Loren Shqipognja Loren Shqipognja - 1 month ago 15
Git Question

Git Diff of same files in two directories always result in "renamed"

git diff --no-index --no-prefix --summary -U4000 directory1 directory2

This works as expected in that it returns a diff of all the files between the two directories. Files that are added output as expected, files that are deleted also result in the expected diff output.

However because the diff takes into account the file path as part of the file name, files with the same name, in the two different directories, result in a diff output with the renamed flag instead of changed.


  1. Is there a way to tell git to not take into account the full file path in the diff and only look at the file name, as if the files were originating from the same directory?

  2. Is there a way for git to actually know if a copy of the same file in a different directory was actually renamed? I don't see how, unless it has a way of comparing the files md5s somehow or something (probably a bad guess lol).

  3. Would using branches instead of directories resolve this issue easily and if so what is the branch version of the command listed above?


Answer

There are multiple questions here, whose answers intertwine. Let's start with rename and copy detection, then move on to branches.

Rename detection

However because the diff takes into account the file path as part of the file name, files with the same name, in the two different directories, result in a diff output with the renamed flag instead of changed.
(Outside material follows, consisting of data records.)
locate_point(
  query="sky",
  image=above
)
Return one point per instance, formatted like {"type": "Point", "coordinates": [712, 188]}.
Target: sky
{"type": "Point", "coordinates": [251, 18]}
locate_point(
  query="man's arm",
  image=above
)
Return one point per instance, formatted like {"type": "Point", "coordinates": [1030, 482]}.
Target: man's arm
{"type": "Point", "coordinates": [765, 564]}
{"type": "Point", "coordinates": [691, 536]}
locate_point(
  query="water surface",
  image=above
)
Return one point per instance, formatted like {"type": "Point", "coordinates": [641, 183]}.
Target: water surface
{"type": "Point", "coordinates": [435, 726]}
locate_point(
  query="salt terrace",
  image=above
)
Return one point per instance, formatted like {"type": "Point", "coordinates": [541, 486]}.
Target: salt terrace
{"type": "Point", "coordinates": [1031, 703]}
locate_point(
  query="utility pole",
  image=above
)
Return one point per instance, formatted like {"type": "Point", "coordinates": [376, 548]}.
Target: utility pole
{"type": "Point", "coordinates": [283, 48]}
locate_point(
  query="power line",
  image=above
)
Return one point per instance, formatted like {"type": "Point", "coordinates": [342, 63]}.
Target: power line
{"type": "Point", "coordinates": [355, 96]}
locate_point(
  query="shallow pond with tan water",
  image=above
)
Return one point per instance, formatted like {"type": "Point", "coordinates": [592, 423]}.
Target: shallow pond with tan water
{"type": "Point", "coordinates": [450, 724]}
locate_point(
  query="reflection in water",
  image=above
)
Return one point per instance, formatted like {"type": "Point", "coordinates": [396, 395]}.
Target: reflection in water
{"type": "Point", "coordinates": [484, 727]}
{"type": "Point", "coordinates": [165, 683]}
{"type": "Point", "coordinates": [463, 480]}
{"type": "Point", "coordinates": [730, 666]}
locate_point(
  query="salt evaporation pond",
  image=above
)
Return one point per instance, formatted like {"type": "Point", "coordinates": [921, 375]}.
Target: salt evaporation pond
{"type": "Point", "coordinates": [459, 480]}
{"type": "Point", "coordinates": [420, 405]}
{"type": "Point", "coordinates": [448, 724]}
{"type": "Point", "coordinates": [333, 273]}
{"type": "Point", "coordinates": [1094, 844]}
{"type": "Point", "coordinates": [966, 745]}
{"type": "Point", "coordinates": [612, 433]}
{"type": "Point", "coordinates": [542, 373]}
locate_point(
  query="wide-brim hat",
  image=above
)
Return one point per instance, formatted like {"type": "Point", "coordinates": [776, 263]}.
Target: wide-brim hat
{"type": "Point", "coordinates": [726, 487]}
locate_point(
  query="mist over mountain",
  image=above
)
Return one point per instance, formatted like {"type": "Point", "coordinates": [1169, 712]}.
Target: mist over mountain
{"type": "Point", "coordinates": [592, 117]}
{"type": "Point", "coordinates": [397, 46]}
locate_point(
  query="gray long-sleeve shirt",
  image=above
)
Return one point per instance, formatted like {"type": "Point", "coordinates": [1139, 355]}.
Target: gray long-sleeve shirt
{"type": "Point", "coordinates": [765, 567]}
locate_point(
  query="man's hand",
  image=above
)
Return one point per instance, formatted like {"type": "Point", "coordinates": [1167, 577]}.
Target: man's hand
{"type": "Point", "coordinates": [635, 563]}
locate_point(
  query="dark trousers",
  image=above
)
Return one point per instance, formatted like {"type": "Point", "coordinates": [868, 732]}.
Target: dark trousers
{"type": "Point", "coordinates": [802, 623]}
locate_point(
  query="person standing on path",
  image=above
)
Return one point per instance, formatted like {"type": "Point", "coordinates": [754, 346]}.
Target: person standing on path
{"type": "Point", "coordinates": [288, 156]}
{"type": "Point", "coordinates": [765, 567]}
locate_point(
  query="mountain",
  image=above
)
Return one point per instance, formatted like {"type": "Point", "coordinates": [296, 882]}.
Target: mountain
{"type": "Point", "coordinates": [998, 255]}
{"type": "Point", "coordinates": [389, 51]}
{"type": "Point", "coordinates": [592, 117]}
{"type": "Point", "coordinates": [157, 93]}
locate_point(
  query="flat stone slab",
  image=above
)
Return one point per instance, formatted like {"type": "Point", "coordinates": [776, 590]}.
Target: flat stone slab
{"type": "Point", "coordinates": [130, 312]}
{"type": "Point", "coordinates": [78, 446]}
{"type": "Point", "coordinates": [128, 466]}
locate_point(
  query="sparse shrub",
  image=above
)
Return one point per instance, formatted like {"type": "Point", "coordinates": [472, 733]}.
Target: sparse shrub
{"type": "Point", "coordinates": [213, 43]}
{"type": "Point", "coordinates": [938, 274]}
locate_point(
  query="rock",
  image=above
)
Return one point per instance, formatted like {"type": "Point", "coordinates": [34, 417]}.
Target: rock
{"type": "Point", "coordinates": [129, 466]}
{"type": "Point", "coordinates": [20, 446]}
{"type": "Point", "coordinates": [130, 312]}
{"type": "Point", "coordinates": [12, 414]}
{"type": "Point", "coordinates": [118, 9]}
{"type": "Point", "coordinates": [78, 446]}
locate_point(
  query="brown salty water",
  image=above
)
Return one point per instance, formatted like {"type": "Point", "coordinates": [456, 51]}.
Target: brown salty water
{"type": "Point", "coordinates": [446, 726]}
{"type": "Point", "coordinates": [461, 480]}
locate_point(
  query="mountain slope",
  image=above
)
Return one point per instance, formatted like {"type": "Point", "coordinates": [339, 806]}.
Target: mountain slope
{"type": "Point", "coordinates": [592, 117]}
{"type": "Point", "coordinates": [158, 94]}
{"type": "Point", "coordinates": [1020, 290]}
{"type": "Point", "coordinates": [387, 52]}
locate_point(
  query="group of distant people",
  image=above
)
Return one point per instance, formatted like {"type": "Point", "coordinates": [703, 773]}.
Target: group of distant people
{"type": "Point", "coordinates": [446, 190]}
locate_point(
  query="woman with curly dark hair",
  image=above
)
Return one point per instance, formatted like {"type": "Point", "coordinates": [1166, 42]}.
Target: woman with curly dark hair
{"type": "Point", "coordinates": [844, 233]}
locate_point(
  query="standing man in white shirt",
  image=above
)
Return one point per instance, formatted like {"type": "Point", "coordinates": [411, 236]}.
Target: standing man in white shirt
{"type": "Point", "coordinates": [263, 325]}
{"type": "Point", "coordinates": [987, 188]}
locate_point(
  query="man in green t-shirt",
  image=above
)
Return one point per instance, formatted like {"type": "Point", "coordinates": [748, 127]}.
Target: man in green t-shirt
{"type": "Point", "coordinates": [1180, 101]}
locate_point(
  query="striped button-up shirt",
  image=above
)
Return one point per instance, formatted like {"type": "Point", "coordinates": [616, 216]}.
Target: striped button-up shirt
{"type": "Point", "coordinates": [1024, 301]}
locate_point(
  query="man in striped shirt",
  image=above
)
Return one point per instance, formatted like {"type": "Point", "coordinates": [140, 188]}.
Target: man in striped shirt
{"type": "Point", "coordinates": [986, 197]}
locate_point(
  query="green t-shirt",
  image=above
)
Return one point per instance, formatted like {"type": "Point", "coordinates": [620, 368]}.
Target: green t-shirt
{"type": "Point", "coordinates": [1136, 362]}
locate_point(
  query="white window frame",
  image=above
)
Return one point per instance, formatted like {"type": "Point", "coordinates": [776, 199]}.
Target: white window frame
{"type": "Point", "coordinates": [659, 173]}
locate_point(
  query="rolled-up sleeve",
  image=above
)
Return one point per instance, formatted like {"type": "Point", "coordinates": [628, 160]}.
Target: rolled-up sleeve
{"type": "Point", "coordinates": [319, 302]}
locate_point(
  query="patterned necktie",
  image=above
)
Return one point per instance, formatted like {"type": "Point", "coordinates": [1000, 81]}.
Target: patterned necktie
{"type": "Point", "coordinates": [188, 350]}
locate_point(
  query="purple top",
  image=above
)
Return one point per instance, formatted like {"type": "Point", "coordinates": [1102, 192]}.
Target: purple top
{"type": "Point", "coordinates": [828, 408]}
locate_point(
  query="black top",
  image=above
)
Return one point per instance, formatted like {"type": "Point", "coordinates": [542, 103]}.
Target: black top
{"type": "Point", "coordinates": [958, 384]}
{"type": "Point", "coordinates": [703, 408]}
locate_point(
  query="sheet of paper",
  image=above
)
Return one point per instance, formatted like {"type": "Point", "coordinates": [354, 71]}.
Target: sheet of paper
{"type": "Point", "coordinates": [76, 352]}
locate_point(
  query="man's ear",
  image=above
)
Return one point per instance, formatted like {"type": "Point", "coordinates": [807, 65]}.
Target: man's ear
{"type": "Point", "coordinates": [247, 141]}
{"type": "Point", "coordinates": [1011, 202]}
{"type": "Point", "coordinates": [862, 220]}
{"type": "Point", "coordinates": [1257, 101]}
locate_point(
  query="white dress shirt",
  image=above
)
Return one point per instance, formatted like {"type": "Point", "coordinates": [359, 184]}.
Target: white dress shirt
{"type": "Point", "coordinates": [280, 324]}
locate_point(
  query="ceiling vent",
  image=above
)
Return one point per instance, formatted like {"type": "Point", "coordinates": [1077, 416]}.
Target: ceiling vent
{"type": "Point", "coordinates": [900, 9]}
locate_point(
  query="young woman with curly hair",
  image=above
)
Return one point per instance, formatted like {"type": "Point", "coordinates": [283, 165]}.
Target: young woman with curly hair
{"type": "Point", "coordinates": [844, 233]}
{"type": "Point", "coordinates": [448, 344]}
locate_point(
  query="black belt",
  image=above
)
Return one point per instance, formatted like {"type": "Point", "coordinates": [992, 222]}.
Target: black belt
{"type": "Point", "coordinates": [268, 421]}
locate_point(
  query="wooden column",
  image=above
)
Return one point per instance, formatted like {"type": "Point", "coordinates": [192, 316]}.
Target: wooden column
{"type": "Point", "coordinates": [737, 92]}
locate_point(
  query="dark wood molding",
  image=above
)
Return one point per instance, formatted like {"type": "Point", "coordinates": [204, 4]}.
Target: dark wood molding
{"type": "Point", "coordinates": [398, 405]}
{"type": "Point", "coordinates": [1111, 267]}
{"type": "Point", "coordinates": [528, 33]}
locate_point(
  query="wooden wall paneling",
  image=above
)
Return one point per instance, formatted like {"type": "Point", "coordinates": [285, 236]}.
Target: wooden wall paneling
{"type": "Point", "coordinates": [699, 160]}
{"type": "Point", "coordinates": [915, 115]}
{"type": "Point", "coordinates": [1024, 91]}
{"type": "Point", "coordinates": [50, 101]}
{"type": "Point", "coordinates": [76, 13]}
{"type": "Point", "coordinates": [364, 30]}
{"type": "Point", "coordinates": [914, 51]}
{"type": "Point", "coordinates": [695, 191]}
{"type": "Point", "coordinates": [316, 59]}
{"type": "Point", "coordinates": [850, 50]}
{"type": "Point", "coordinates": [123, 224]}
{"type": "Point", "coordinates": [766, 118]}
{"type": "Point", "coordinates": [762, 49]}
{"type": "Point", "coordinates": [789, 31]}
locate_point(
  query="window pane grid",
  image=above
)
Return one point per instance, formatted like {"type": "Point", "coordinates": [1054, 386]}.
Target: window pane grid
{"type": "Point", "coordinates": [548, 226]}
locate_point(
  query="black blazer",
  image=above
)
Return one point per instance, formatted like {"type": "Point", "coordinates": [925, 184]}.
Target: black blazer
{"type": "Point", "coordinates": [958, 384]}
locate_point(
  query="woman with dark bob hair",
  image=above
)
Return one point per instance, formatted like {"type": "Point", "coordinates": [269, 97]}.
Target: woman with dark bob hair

This is not quite right. (The text below is meant to address both your items 1 and 2.)

Although you are using --no-index (presumably, to make Git work on directories outside the repository), Git's diff code behaves the same way in all cases. In order to diff (compare) two files in two trees, Git must first determine file identity. That is, there are two sets of files: those in the "left side" or source tree (the first directory name), and those in the "right side" or destination tree (the second directory name). Some files on the left are the same file as some files on the right. Some files on the left are different files that have no corresponding right-side file, i.e., they have been deleted. Finally, some files on the right side are new, i.e., they have been created.

Files that are "the same file" need not have the same path name. In this case, those files have been renamed.

Here's how it works in detail. Note that "full path name" is modified somewhat when using git diff --no-index dir1 dir2: the "full path name" is what is left after stripping off the dir1 and dir2 prefixes.

When comparing the left and right side trees, files that have the same full path names are normally automatically considered "the same file". We place all these files into a queue of "files to be diffed", and none will show up as being renamed. Note the word "normally" here—we'll come back to this in a moment.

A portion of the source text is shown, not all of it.